Title: | Efficient Estimation of Clustered Current Status Data |
---|---|
Description: | Current status data abounds in the field of epidemiology and public health, where the only observable data for a subject is the random inspection time and the event status at inspection. Motivated by such a current status data from a periodontal study where data are inherently clustered, we propose a unified methodology to analyze such complex data. |
Authors: | Tong Wang [aut, cre], Kejun He [aut], Wei Ma [aut], Dipankar Bandyopadhyay [aut], Samiran Sinha [aut] |
Maintainer: | Tong Wang <[email protected]> |
License: | GPL-2 |
Version: | 1.0 |
Built: | 2024-12-02 06:30:53 UTC |
Source: | CRAN |
Current status data abounds in the field of epidemiology and public health, where the only observable data for a subject is the random inspection time and the event status at inspection.
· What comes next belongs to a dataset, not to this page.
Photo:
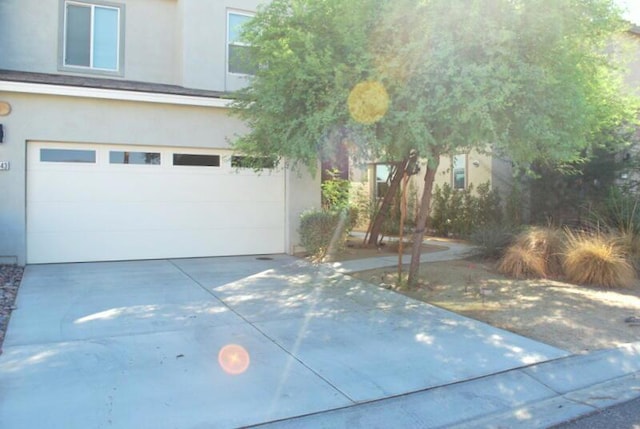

Motivated by such a current status data from a periodontal study where data are inherently clustered, we propose a unified methodology to analyze such complex data.
Tong Wang [aut, cre], Kejun He [aut], Wei Ma [aut], Dipankar Bandyopadhyay [aut], Samiran Sinha [aut]
Maintainer:Tong Wang <[email protected]>
CSDfit is used to analyze clustered current status data. The function provides parameter estimates, the maximum log likelihood value and the corresponding AIC value.
CSDfit(Rawdata, n_subject.raw, n_within.raw, r, n_quad = 30, lambda = 0, tolerance = 0.5, knots.num = 2, degree = 2, scale.numr = TRUE, clustering=TRUE)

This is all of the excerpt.